This post has been updated to include information from U.S. Marine Corps Forces Pacific.
Current and future F-35 Joint Strike Fighter operators met this week to discuss plans for leveraging the fifth-generation airplane in the Pacific.
About 90 representatives from the U.S. Air Force, U.S. Navy and U.S. Marine Corps, as well as from the Australian, Japanese and South Korean militaries, attended Pacific Air Forces’ (PACAF) inaugural F-35 Symposium to discuss “enhancing F-35 operations in the Pacific, sharing fifth-generation lessons learned and building a foundation for future F-35 bilateral and multilateral engagements” more broadly, and specifically “bed down, integration, logistics, sustainment and combat operations,” according to a PACAF news release.
“This symposium marks an exciting new chapter in Pacific combat capability,” Air Force Brig. Gen. Craig Wills, PACAF’s strategy, plans and programs director, said in the news release.
“Together, our joint and international partners have introduced the most capable combat aircraft in the world to the Pacific.”
The Marine Corps permanently moved its first squadron of F-35Bs to Japan at the beginning of the year, and many more developments for JSF operations in the Pacific are set to take place soon. By the end of next year, the Republic of Korea will have received its first F-35; Japan will have its first domestically built F-35A, after the Japan Air Self Defense Force completed a first solo F-35 sortie by a Japanese pilot, crew chief and team of maintainers last month out of Luke Air Force Base in Arizona; and Australia will have its own F-35s stationed in the country, after two Australian F-35As flew from Luke AFB and debuted at the Avalon Airshow outside of Melbourne earlier this month.

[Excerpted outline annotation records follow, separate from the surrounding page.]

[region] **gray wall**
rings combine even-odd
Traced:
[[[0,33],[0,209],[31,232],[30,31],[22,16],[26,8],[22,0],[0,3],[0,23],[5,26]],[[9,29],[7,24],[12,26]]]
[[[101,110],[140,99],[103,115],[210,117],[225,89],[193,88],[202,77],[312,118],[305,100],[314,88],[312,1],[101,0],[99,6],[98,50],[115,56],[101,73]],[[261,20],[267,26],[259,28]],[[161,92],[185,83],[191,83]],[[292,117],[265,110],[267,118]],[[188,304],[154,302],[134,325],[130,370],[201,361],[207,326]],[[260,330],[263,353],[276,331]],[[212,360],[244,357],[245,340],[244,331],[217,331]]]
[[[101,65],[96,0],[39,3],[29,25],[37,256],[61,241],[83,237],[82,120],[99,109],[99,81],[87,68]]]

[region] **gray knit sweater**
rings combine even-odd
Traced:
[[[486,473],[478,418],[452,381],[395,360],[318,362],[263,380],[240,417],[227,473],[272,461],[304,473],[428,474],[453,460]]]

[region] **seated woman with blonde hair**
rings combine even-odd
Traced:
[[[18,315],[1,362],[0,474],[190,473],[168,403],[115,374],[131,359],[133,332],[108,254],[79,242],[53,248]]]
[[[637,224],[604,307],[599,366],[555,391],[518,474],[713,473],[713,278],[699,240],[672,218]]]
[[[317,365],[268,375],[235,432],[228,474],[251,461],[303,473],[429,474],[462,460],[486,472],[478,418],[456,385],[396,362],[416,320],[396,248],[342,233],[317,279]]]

In part due to these milestones, it is “a perfect time to have a meeting to discuss ways to enhance interoperability and cooperation amongst the F-35 community,” JSF program office spokesman Joe DellaVedova told USNI News.
“The F-35 will be the backbone of future joint and combined air operations, enabling critical interoperability. When pilots from different nations fly the same platform, they talk the same language. Successful joint and combined operations are assured well into the future through the F-35’s foundational interoperability.”
For the Marine Corps, which is furthest along in operating its F-35s forward, “we’re in both soak-up and transmit mode,” Lt. Col. Mark Bortnem, U.S. Marine Corps Forces Pacific Training and Operations (G-3) Air Officer, told USNI News by email this week.
“There are different discussion groups at the symposium, with topics ranging from initial delivery of aircraft and setup of squadrons to deployments and maintenance. We’re looking for the Air Force’s perspective on how to establish information-sharing roles with key partners in the Pacific,” he said.
“At the same time, we’re looking to share information that the Marine Corps has learned as the first forward-deployed operating force. Our objective is to share what we’ve learned over the past five years since we first stood up in Yuma, Arizona, on how we got to where we are.”
Particularly being the first service to operate in the Pacific, the Marine Corps’ ability to develop the right relationships will be important, Bortnem said.
“I view the F-35 symposium as the beginning of what I anticipate will be an enduring relationship between the U.S. services involved and with foreign partners,” he wrote.
“We are beginning the conversation of how to continue to introduce this incredible weapon system, and how that ties into planning exercises and bilateral/ multilateral engagements, and fostering relationships, both joint and combined.”
Eleven countries will eventually join the U.S. in F-35 operations, including Canada, Israel and six European partners. Six of the 12 countries have already received their first jets, according to manufacturer Lockheed Martin, and all nine of the original participants’ industrial bases are involved in production.
For Bortnem, having so many important partners – let alone the sister services – operating the same airplane will create countless opportunities for collaboration that were never possible before.
“The F-35 symposium highlights an important characteristic of the F-35 itself – it’s a weapon system shared between not only U.S. military services, but also foreign militaries, in a way that no other aviation system has ever been shared. The U.S. Air Force and U.S. Marine Corps haven’t operated the same aircraft as each other before, for example, the USAF with the F-16 or A-10 and the USMC with the F-18,” he wrote.
“This time, we’re all flying different variants of the same aircraft. We are sharing information among U.S. services and with key foreign partners in a way we’ve never done before. The symposium facilitates discussion on how we’re going to set up the way we share information, of course between the U.S. Navy, Air Force and Marine Corps, but also with our partners, in this case, Japan, the Republic of Korea and Australia.”